Webinar: Markets Flee From Trump Trade After Inauguration
- US Dollar under pressure as "Trump trade" unwind resumes
- British Pound eyes Supreme Court Brexit ruling for direction
- Aussie, Kiwi Dollars may not find lasting lead in 4Q CPI data
The US Dollar is facing renewed selling pressure, gold prices are on the upswing and stocks are looking defensive as traders resume scaling back exposure to the so-called "Trump trade" after last week's inauguration. The absence of specifics about on-coming fiscal policy has cast doubt on prior speculation that a Trump administration will be positive for corporate earnings and encourage a steeper Fed rate hike cycle. The path of least resistance seems to favor more of the same.

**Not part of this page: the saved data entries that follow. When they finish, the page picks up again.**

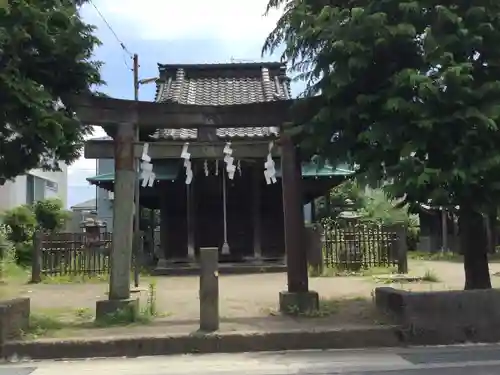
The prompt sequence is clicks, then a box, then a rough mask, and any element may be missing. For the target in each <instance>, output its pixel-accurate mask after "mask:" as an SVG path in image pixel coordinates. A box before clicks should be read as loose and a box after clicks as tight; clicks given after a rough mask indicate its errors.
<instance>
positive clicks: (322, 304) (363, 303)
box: [270, 297, 390, 325]
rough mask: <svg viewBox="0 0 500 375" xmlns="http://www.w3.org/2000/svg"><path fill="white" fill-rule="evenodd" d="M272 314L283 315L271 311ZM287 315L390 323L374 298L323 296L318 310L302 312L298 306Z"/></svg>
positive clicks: (304, 316) (356, 321) (389, 321)
mask: <svg viewBox="0 0 500 375" xmlns="http://www.w3.org/2000/svg"><path fill="white" fill-rule="evenodd" d="M270 315H274V316H277V315H281V314H280V313H279V312H276V311H271V312H270ZM285 315H288V316H294V317H297V318H304V319H313V318H326V319H328V318H329V317H330V318H334V319H335V320H334V321H335V323H338V324H339V325H341V324H356V323H357V324H360V323H366V324H389V323H390V319H389V317H388V316H386V315H385V314H383V313H382V312H380V311H379V310H377V309H376V306H375V303H374V301H373V297H372V298H368V297H353V298H322V299H320V301H319V308H318V310H312V311H305V312H300V311H299V310H298V308H297V307H293V306H292V307H291V308H290V311H288V312H287V313H286V314H285Z"/></svg>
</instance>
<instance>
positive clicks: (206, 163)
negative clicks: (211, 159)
mask: <svg viewBox="0 0 500 375" xmlns="http://www.w3.org/2000/svg"><path fill="white" fill-rule="evenodd" d="M203 170H204V171H205V176H207V177H208V175H209V174H210V170H209V169H208V160H205V161H204V162H203Z"/></svg>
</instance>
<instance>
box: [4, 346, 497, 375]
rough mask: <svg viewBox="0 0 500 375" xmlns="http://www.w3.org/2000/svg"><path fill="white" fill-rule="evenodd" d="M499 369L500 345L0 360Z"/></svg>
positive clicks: (27, 367) (204, 373) (73, 366)
mask: <svg viewBox="0 0 500 375" xmlns="http://www.w3.org/2000/svg"><path fill="white" fill-rule="evenodd" d="M91 372H93V373H95V374H104V373H106V374H109V375H167V374H168V375H187V374H193V375H194V374H199V373H204V374H208V375H229V374H235V373H240V374H245V375H288V374H294V375H328V374H331V375H337V374H344V375H468V374H474V375H498V374H500V345H461V346H441V347H419V348H404V349H403V348H392V349H359V350H323V351H314V350H311V351H287V352H267V353H243V354H199V355H196V354H191V355H178V356H177V355H176V356H163V357H139V358H120V359H116V358H115V359H89V360H81V361H40V362H21V363H9V364H3V365H0V375H67V374H68V373H71V375H84V374H85V375H88V374H89V373H91Z"/></svg>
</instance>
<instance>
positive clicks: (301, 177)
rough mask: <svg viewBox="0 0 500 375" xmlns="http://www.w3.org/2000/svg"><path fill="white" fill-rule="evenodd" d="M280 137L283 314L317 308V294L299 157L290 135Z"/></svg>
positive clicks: (306, 310)
mask: <svg viewBox="0 0 500 375" xmlns="http://www.w3.org/2000/svg"><path fill="white" fill-rule="evenodd" d="M283 133H284V132H282V135H281V137H280V145H281V174H282V182H281V183H282V190H283V212H284V220H285V223H284V224H285V249H286V263H287V280H288V290H287V291H284V292H280V296H279V305H280V311H281V312H282V313H285V314H293V313H297V312H307V311H312V310H317V309H318V307H319V296H318V293H316V292H313V291H310V290H309V285H308V284H309V282H308V281H309V280H308V274H307V253H306V248H305V246H306V243H305V242H306V241H305V234H306V233H305V227H304V209H303V202H302V192H301V184H302V176H301V165H300V164H301V163H300V158H297V149H296V148H295V146H294V144H293V141H292V139H291V138H290V136H289V135H287V134H283Z"/></svg>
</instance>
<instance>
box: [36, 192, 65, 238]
mask: <svg viewBox="0 0 500 375" xmlns="http://www.w3.org/2000/svg"><path fill="white" fill-rule="evenodd" d="M33 213H34V214H35V218H36V221H37V223H38V226H39V227H40V228H41V229H43V230H47V231H58V230H61V229H62V228H64V225H65V224H66V221H67V220H68V219H69V217H70V215H71V214H70V213H69V212H67V211H66V210H64V207H63V202H62V201H61V200H60V199H58V198H48V199H44V200H42V201H37V202H35V203H34V204H33Z"/></svg>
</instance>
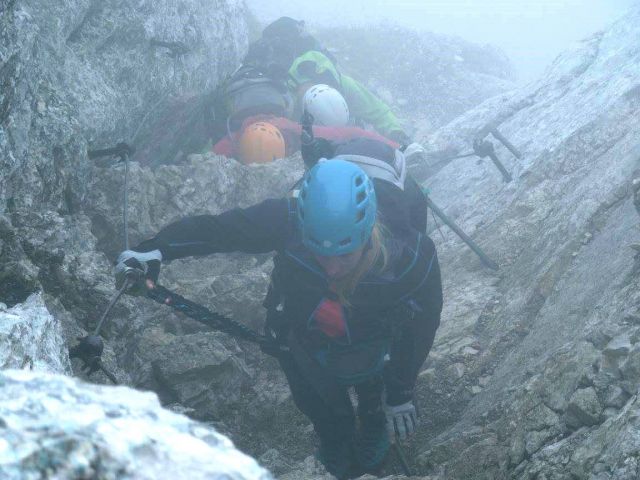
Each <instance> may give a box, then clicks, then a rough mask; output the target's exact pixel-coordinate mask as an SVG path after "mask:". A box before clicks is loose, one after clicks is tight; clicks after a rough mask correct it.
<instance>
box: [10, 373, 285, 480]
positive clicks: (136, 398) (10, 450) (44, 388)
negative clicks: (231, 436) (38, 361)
mask: <svg viewBox="0 0 640 480" xmlns="http://www.w3.org/2000/svg"><path fill="white" fill-rule="evenodd" d="M0 424H1V425H2V436H1V437H0V459H1V461H0V475H1V476H2V478H6V479H16V480H17V479H24V478H69V479H71V478H74V479H80V478H122V479H156V478H186V475H185V474H186V472H188V477H189V478H193V479H203V480H204V479H211V480H213V479H219V478H237V479H246V480H249V479H251V480H254V479H264V480H267V479H270V478H273V477H272V476H271V475H270V474H269V473H268V472H267V471H266V470H264V469H263V468H262V467H260V466H259V465H258V464H257V463H256V462H255V460H253V459H252V458H250V457H248V456H246V455H244V454H242V453H240V452H239V451H238V450H236V449H235V448H234V446H233V444H232V443H231V441H230V440H229V439H227V438H226V437H224V436H222V435H220V434H219V433H217V432H216V431H215V430H213V429H212V428H208V427H206V426H204V425H202V424H199V423H197V422H194V421H192V420H189V419H188V418H187V417H185V416H183V415H178V414H175V413H172V412H169V411H168V410H165V409H163V408H162V407H161V406H160V403H159V402H158V400H157V398H156V396H155V395H154V394H152V393H149V392H146V393H143V392H137V391H134V390H131V389H129V388H126V387H100V386H95V385H89V384H85V383H83V382H81V381H78V380H74V379H71V378H69V377H67V376H62V375H51V374H43V373H31V372H25V371H17V370H6V371H3V372H2V373H0Z"/></svg>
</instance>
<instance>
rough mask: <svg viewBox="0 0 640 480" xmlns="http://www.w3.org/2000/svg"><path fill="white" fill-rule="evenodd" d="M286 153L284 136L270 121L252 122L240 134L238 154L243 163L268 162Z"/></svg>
mask: <svg viewBox="0 0 640 480" xmlns="http://www.w3.org/2000/svg"><path fill="white" fill-rule="evenodd" d="M285 155H286V147H285V143H284V137H283V136H282V133H280V130H278V128H277V127H274V126H273V125H272V124H270V123H267V122H255V123H252V124H250V125H248V126H247V128H245V129H244V130H243V132H242V134H241V135H240V140H239V142H238V150H237V156H238V158H239V159H240V161H241V162H242V163H268V162H272V161H273V160H276V159H278V158H284V157H285Z"/></svg>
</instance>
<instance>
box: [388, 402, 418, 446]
mask: <svg viewBox="0 0 640 480" xmlns="http://www.w3.org/2000/svg"><path fill="white" fill-rule="evenodd" d="M384 413H385V415H386V416H387V431H388V432H389V437H390V438H391V439H393V438H395V436H396V435H397V436H398V438H399V439H400V440H404V439H406V438H407V436H408V435H411V434H412V433H413V432H414V431H415V430H416V426H417V425H418V415H417V414H416V407H415V406H414V405H413V402H407V403H403V404H402V405H396V406H391V405H387V404H386V403H385V406H384Z"/></svg>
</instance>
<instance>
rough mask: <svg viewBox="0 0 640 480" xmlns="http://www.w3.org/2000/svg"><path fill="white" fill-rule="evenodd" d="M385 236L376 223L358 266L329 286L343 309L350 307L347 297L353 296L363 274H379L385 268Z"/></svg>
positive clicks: (383, 225) (387, 235)
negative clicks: (351, 271) (365, 248)
mask: <svg viewBox="0 0 640 480" xmlns="http://www.w3.org/2000/svg"><path fill="white" fill-rule="evenodd" d="M387 236H388V232H387V229H386V228H385V227H384V225H382V224H381V223H379V222H376V223H375V224H374V225H373V230H372V231H371V237H370V239H369V242H370V244H369V248H368V249H366V250H365V252H364V253H363V254H362V257H360V261H359V262H358V265H356V267H355V268H354V269H353V271H352V272H351V273H349V274H348V275H347V276H345V277H344V278H341V279H339V280H337V281H335V282H334V283H332V284H331V287H332V290H333V291H334V293H335V294H336V295H337V296H338V300H339V301H340V303H341V304H342V305H344V306H345V307H348V306H350V303H349V297H350V296H351V294H353V292H354V291H355V289H356V287H357V286H358V283H360V280H362V277H364V276H365V274H367V273H369V272H371V273H381V272H383V271H384V270H385V268H386V267H387V263H388V261H389V252H388V251H387V247H386V245H385V238H386V237H387ZM365 248H366V247H365Z"/></svg>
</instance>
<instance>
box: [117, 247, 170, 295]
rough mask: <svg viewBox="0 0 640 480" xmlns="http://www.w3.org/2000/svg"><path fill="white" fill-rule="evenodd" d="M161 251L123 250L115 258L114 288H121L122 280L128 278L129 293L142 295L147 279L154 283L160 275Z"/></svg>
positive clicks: (129, 293) (161, 260)
mask: <svg viewBox="0 0 640 480" xmlns="http://www.w3.org/2000/svg"><path fill="white" fill-rule="evenodd" d="M161 262H162V253H161V252H160V250H151V251H150V252H136V251H134V250H125V251H124V252H122V253H121V254H120V255H118V259H117V260H116V266H115V269H114V275H115V278H116V288H117V289H120V288H122V285H124V282H125V281H127V280H129V282H131V283H132V285H131V286H130V287H129V288H128V289H127V293H129V294H130V295H144V294H145V293H146V291H147V288H148V286H147V281H148V280H150V281H151V282H153V283H154V284H155V283H156V282H157V281H158V276H159V275H160V264H161Z"/></svg>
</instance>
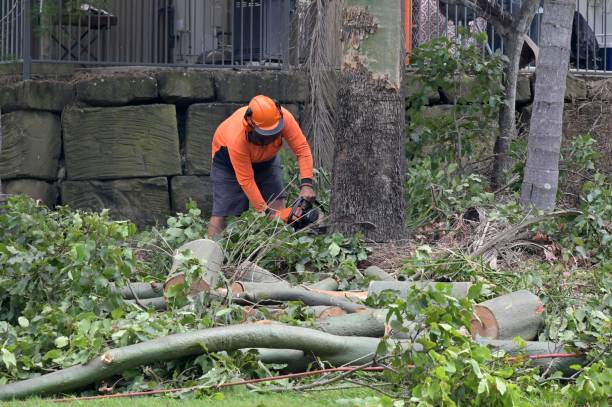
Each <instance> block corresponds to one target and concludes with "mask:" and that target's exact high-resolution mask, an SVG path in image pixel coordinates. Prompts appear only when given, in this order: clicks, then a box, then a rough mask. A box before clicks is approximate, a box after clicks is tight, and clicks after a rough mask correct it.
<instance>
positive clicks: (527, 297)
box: [472, 290, 544, 341]
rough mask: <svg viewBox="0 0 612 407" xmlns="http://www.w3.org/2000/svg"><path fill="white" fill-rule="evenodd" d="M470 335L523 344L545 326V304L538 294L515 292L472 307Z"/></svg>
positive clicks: (528, 339)
mask: <svg viewBox="0 0 612 407" xmlns="http://www.w3.org/2000/svg"><path fill="white" fill-rule="evenodd" d="M474 313H475V314H476V318H474V319H473V320H472V333H473V334H475V335H479V336H482V337H486V338H491V339H513V338H515V337H517V336H519V337H521V338H522V339H524V340H526V341H530V340H533V339H535V338H536V337H537V335H538V332H539V331H540V330H541V329H542V327H543V326H544V316H543V313H544V304H543V303H542V301H540V298H538V296H537V295H534V294H532V293H530V292H529V291H526V290H521V291H516V292H513V293H509V294H506V295H502V296H500V297H497V298H493V299H491V300H488V301H485V302H482V303H480V304H477V305H475V306H474Z"/></svg>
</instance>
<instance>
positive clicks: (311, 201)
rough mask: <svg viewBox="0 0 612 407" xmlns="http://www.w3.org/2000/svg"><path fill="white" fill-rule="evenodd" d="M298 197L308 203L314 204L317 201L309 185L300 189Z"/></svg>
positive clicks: (313, 189)
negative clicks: (315, 200) (313, 203)
mask: <svg viewBox="0 0 612 407" xmlns="http://www.w3.org/2000/svg"><path fill="white" fill-rule="evenodd" d="M300 196H301V197H302V198H304V199H305V200H307V201H309V202H314V200H315V199H317V194H316V193H315V191H314V189H312V187H311V186H310V185H304V186H302V187H301V188H300Z"/></svg>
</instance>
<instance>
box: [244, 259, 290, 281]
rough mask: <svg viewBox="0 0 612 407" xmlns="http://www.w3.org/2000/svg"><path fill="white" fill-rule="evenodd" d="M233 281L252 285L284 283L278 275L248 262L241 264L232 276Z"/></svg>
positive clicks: (252, 263)
mask: <svg viewBox="0 0 612 407" xmlns="http://www.w3.org/2000/svg"><path fill="white" fill-rule="evenodd" d="M232 280H239V281H250V282H252V283H275V282H278V281H284V280H283V279H281V278H280V277H278V276H277V275H275V274H273V273H271V272H269V271H268V270H266V269H264V268H262V267H259V266H258V265H257V264H255V263H252V262H250V261H248V260H246V261H243V262H242V263H240V265H239V266H238V267H237V268H236V272H235V273H234V275H233V276H232Z"/></svg>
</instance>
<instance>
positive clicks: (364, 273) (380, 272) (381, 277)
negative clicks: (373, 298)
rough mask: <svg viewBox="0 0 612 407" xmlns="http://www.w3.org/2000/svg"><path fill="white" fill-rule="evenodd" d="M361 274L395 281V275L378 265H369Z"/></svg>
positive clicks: (377, 280) (377, 278) (367, 276)
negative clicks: (389, 273)
mask: <svg viewBox="0 0 612 407" xmlns="http://www.w3.org/2000/svg"><path fill="white" fill-rule="evenodd" d="M363 275H364V276H366V277H370V278H371V279H372V280H377V281H397V279H396V278H395V277H393V276H392V275H391V274H389V273H387V272H386V271H385V270H383V269H381V268H380V267H378V266H370V267H368V268H367V269H365V270H364V271H363Z"/></svg>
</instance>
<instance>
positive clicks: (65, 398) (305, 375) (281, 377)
mask: <svg viewBox="0 0 612 407" xmlns="http://www.w3.org/2000/svg"><path fill="white" fill-rule="evenodd" d="M576 356H579V354H578V353H542V354H538V355H527V356H514V357H511V358H509V360H520V359H558V358H573V357H576ZM408 367H409V368H414V365H409V366H408ZM352 370H354V371H360V372H382V371H384V370H385V368H384V367H382V366H373V367H366V368H363V369H359V368H354V367H335V368H330V369H321V370H312V371H310V372H301V373H291V374H286V375H280V376H273V377H261V378H259V379H251V380H241V381H239V382H228V383H222V384H220V385H218V386H213V387H215V388H219V389H222V388H225V387H233V386H240V385H245V384H255V383H262V382H271V381H276V380H283V379H295V378H299V377H307V376H315V375H320V374H325V373H336V372H350V371H352ZM198 387H199V386H195V387H182V388H176V389H158V390H148V391H137V392H130V393H117V394H105V395H100V396H88V397H75V398H63V399H56V400H51V401H52V402H55V403H61V402H65V401H85V400H98V399H112V398H126V397H139V396H153V395H156V394H166V393H178V392H181V391H190V390H194V389H197V388H198Z"/></svg>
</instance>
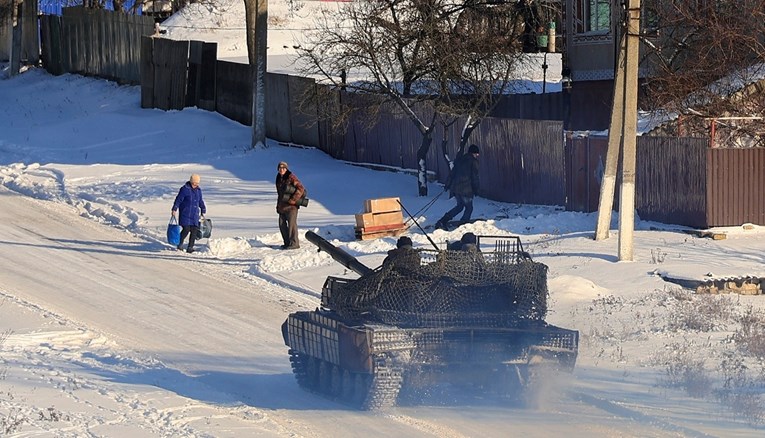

The British Pound is focused on a UK Supreme Court decision that will establish whether the government of Prime Minister Theresa May has the authority to formally initiate "Brexit" by invoking Article 50 of the Treaty of Lisbon. This week's ruling will settle an appeal of a prior High Court decision that held that the administration must get clearance from Parliament. Upholding that view or even compounding it by asking for formal legislation may significantly slow UK/EU divorce proceedings.
Fourth-quarter CPI figures from Australia and New Zealand may spur near-term volatility but seem unlikely to generate lasting follow-through. As with most economy- and market-watchers, the RBA and the RBNZ probably want greater clarity on the probable impact of policies to be pursued by the Trump administration on global trade and the cost of credit (by way of indirectly influencing Fed policy) before shifting out of wait-and-see mode.